Researchers assumed that the main causes of gestational diabetes are environmental factors, hormonal changes and metabolic demands of pregnancy together with genetic.
One risk factor for gestational diabetes is having family history of diabetes. Scientists found that genes play a role in its development. Genetics also explain why this condition occurs more frequently in American Indians, Latinos and African Americans. Most gene variants or combinations of variants can increase a woman’s risk in having gestational diabetes.
Insulin Resistance and Beta Cell Dysfunction
Women who are in their late pregnancy experience insulin resistance due to hormones produced by the placenta and other pregnancy-related factors.
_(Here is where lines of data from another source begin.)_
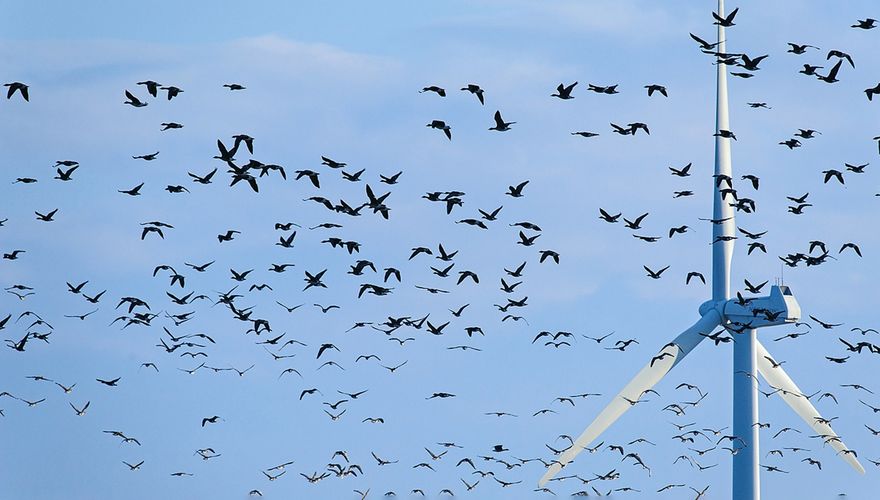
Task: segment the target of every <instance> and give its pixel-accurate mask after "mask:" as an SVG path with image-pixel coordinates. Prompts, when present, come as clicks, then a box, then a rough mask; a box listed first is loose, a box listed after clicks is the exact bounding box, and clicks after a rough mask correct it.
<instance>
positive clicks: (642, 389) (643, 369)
mask: <svg viewBox="0 0 880 500" xmlns="http://www.w3.org/2000/svg"><path fill="white" fill-rule="evenodd" d="M720 323H721V317H720V316H719V314H718V312H717V311H716V310H714V309H712V310H710V311H708V312H707V313H706V314H705V315H704V316H703V317H701V318H700V320H699V321H697V322H696V323H695V324H694V325H693V326H692V327H690V328H688V329H687V330H685V331H684V332H682V333H681V334H680V335H679V336H678V337H676V338H675V340H673V341H672V342H670V343H668V344H666V345H665V346H663V348H662V349H660V352H659V353H658V354H657V356H655V357H654V358H652V359H651V362H650V363H648V364H647V365H646V366H645V367H644V368H642V370H641V371H640V372H639V373H638V374H637V375H636V376H635V378H633V379H632V380H631V381H630V383H629V384H627V385H626V387H624V388H623V390H621V391H620V393H619V394H618V395H617V396H615V397H614V399H612V400H611V402H610V403H608V406H606V407H605V409H604V410H602V412H601V413H599V415H598V416H597V417H596V418H595V420H593V422H592V423H591V424H590V425H589V426H588V427H587V428H586V430H584V432H583V433H582V434H581V435H580V437H578V438H577V440H576V441H575V442H574V444H572V445H571V446H570V447H569V448H566V449H565V451H563V452H562V453H561V454H560V455H559V456H558V457H557V458H556V460H555V461H554V462H553V464H552V465H550V467H548V468H547V472H546V473H545V474H544V476H543V477H542V478H541V480H540V481H539V482H538V485H539V486H541V487H543V486H544V484H546V483H547V481H549V480H550V479H551V478H553V476H555V475H556V474H557V473H558V472H559V471H560V470H562V468H563V467H565V465H566V464H568V463H569V462H571V461H572V460H573V459H574V457H576V456H577V455H578V453H580V452H581V451H583V450H584V448H586V447H587V446H589V444H590V443H591V442H592V441H593V440H594V439H596V438H597V437H599V435H600V434H602V432H604V431H605V429H607V428H608V427H610V426H611V424H613V423H614V422H615V421H616V420H617V419H618V418H620V416H621V415H623V414H624V413H625V412H626V411H627V410H629V409H630V408H632V407H633V406H635V404H634V403H631V402H630V401H638V400H639V398H640V397H641V396H642V394H644V392H645V391H647V390H648V389H651V388H652V387H654V386H655V385H657V383H658V382H660V380H662V379H663V377H664V376H665V375H666V374H667V373H668V372H669V370H671V369H672V368H673V367H674V366H675V365H677V364H678V363H679V362H680V361H681V360H682V359H684V357H685V356H687V355H688V353H689V352H691V350H693V348H694V347H696V346H697V344H699V343H700V341H702V340H703V339H704V338H705V337H703V336H702V335H700V334H701V333H706V334H708V333H711V332H712V330H714V329H715V327H716V326H718V325H719V324H720ZM627 400H629V401H627Z"/></svg>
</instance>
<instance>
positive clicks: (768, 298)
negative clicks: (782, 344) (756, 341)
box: [700, 285, 801, 329]
mask: <svg viewBox="0 0 880 500" xmlns="http://www.w3.org/2000/svg"><path fill="white" fill-rule="evenodd" d="M712 310H714V311H717V312H718V313H719V314H720V315H721V317H722V318H724V320H725V321H726V322H730V323H732V324H733V325H735V326H740V327H743V326H744V327H746V328H755V329H757V328H764V327H767V326H778V325H787V324H791V323H795V322H797V321H800V319H801V306H800V304H798V301H797V299H795V297H794V294H793V293H792V292H791V289H790V288H788V287H787V286H784V285H773V286H772V287H771V288H770V295H764V296H761V297H751V298H748V299H745V301H742V300H739V299H731V300H724V301H717V302H716V301H712V300H709V301H706V302H703V303H702V304H701V305H700V315H701V316H705V315H706V313H708V312H709V311H712Z"/></svg>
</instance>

In particular, insulin resistance adds the amount of glucose levels. Gestational diabetes occurs when the pancreas is not capable in producing enough insulin because of beta cell dysfunction.
As with Type 2 Diabetes, excess weight is related to gestational diabetes. Women who are obese or overweight is at higher risk for gestational diabetes because they begin pregnancy with a higher need for insulin due to insulin resistance. Also, excessive weight during pregnancy can also increase risk. After delivery, most women’s hormones usually return to normal level and gestational diabetes disappears. However, women who have gestational diabetes can acquire gestational diabetes with future pregnancies and develop type 2 diabetes. Women with gestational diabetes should be tested for persistent diabetes 6 to 12 weeks after delivery and at least every 3 years subsequently. Hence, doctors advise women especially pregnant women to have good body weight to prevent higher risk of gestational diabetes.